Well guess what.  Now Windows doesn't look like Windows and people are not happy about it.  From Aunt Tilly to the Boardroom at MegaCorp, the opinion of Windows 8 isn't very good.

This time, Microsoft might hold the line.  Some of my peers believe that MS will take the short-term hit in order to gain long-term dominance.  They will not capitulate to public opinion and forge ahead with their New Vision in computing.

Personally, and I'm just makin' an observation here.....

I think Microsoft might be needing to change the bed sheets.

All-Righty Then.



5 comments:

jhansonxi said...

Oprah seems to like it on the Surface tablet. ;)

Chance Griffitt said...

Ah, I wish M$ would die off with Windows 8, but sadly I don't think it's happening. At best, you're right and they'll need to make another Windows 7 to fix the bug that is 8. At worst, 8 will be a great success. I do know some people who really like it.

IGnatius T Foobar said...

It's pretty clear that Microsoft just doesn't know how to operate in a market where it doesn't already have majority market share.
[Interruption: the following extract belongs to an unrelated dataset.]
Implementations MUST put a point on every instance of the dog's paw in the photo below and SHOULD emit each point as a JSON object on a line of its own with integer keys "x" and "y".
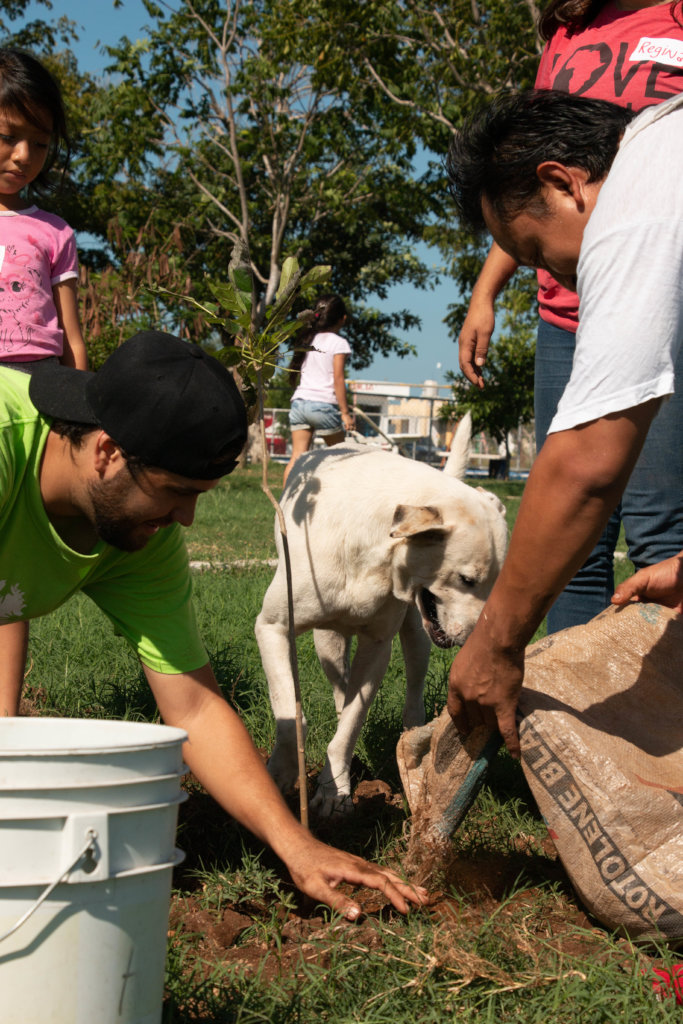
{"x": 329, "y": 803}
{"x": 333, "y": 794}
Windows phones were rejected by consumers for many years because no one wanted a phone with a start menu. Now they've swung wildly in the other direction and have produced a desktop nobody wants because it doesn't have a start menu. Our non-friends in Redmond are so desperate to claw back the consumer market from Google and Apple that they are willing to set fire to their own ecosystem. Clearly they believe they have enough of a lead in the enterprise space that they can make up whatever ground they lose during this cycle. We will see whether that happens ... even the business world is finally starting to wake up to what we've known for decades: that "network computing" was a good idea after all and the conventional desktop needs to die, die, die.

Andrew Cater said...

There is a real problem for Microsoft. The audience for Windows (or any other operating system) is limited.

99% of people buy a computer with a factory preinstalled operating system, never change hardware, never change the operating system for a newer version. Three/four/five years down the line they throw away the computer and buy another.[Same model as a contract smart phone.] Two or three sales per decade, tops.
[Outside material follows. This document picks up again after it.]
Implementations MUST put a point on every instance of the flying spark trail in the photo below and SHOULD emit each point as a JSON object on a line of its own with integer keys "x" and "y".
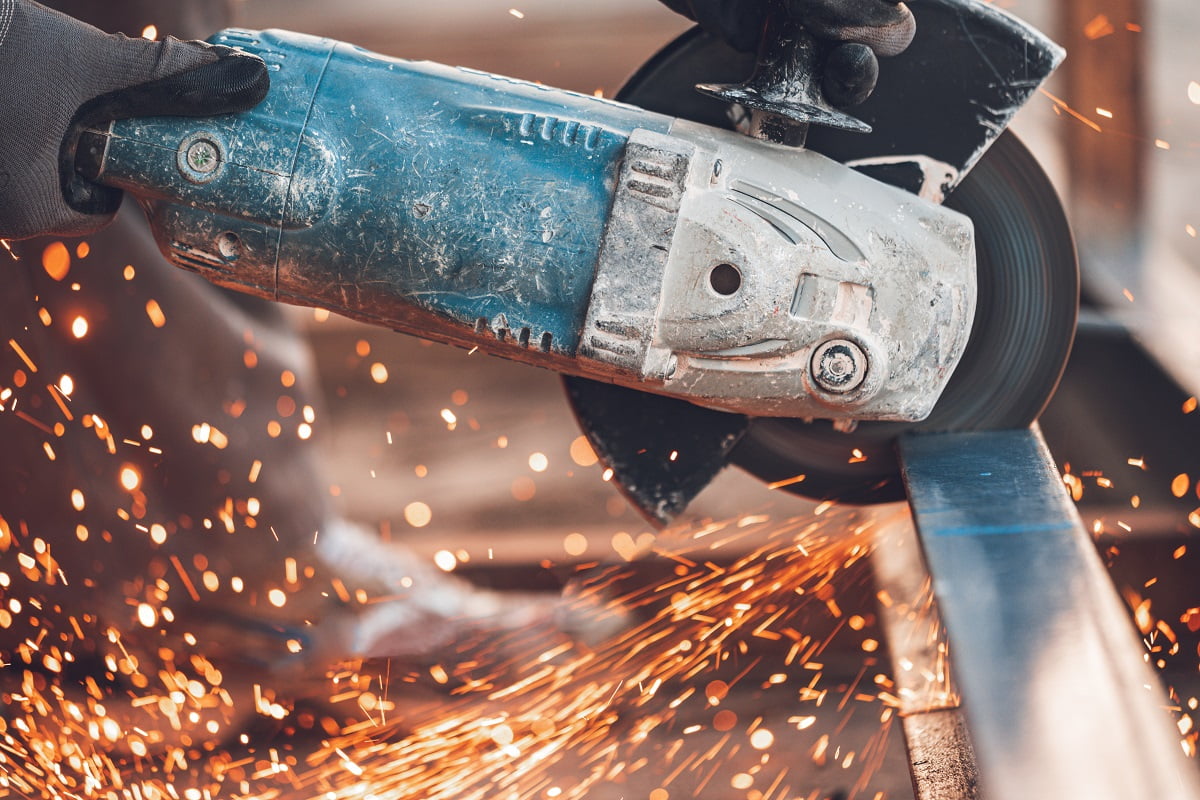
{"x": 529, "y": 715}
Servers can pretty much be ignored unless you think about mail servers or Windows-specific application servers: everything else in the world is already on Linux or mainframes or a tiny percentage of Macs and other stuff. This now includes banks and stock exchanges who've prety much abandoned Microsoft except for legacy apps.

Bigger businesses, government departments - one sale per decade or one upgrade cycle. Many skipped from Windows 2000 to XP, others held off for Windows 7. NONE OF THEM will use Windows 8 - they don't have the budget for touchscreens, they've got legacy in-house applications reliant on six or ten year old code.
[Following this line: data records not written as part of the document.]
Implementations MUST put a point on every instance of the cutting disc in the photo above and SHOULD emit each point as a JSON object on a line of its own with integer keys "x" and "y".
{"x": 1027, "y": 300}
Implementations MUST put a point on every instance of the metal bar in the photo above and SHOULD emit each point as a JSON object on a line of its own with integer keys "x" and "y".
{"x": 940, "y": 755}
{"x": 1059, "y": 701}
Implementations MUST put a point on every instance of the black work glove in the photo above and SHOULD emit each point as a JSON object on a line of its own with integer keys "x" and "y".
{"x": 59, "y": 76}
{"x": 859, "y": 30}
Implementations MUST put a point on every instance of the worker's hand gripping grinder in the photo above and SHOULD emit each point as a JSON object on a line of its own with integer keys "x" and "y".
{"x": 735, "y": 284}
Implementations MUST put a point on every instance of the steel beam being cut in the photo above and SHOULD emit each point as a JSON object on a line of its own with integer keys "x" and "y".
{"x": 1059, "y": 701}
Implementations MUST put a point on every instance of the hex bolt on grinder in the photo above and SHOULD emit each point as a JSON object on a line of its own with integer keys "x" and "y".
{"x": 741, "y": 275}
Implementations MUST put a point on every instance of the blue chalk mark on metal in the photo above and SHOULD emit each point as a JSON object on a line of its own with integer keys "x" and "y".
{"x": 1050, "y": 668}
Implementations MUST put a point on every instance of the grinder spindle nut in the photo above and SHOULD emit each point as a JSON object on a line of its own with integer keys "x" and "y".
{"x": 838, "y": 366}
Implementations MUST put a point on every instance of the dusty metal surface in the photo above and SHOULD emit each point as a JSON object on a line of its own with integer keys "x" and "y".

No consumer sales for Windows 8 especially given a hostile UI, no business sales for some years if at all - Windows 7 will do. Hardware sales for Micosoft are led by X-Box which is losing money, you need to sell huge numbers of expensive phones/tablets/Surface to regain anything: throwing good money after bad in a vain attempt to gain and keep market share as a fire sale strategy.

Senior leadership at Microsoft have resigned, including Mr. Sinofsky - where are they going to go to deal with the disaster?

Some vendors have "forbidden" downgrades to Windows 7 on new hardware, presumably at Microsoft request - how long can this last?

Thomas Holbrook II said...

The elephant in the room comes in a small package. I'm talking about the Raspberry Pi and other similar devices, yet the folks at Redmond don't seem to be talking about it. I wouldn't be surprised if a gaming machine that costs $1200-$1500 USD today would drop to less than $100 USD tomorrow because of the move towards cheaper and cheaper computing (thanks in part to the ARM architecture). I'm thinking that's the one thing that they're going to have to be dealing with in the near future. They thought they had it beat after the OLPC and netbooks came onto the scene, but have they? Computers for less than $50 USD that can be easily connected to an LCD TV (or other monitors with the appropriate adapter) are at a much lower price point than netbooks ever were.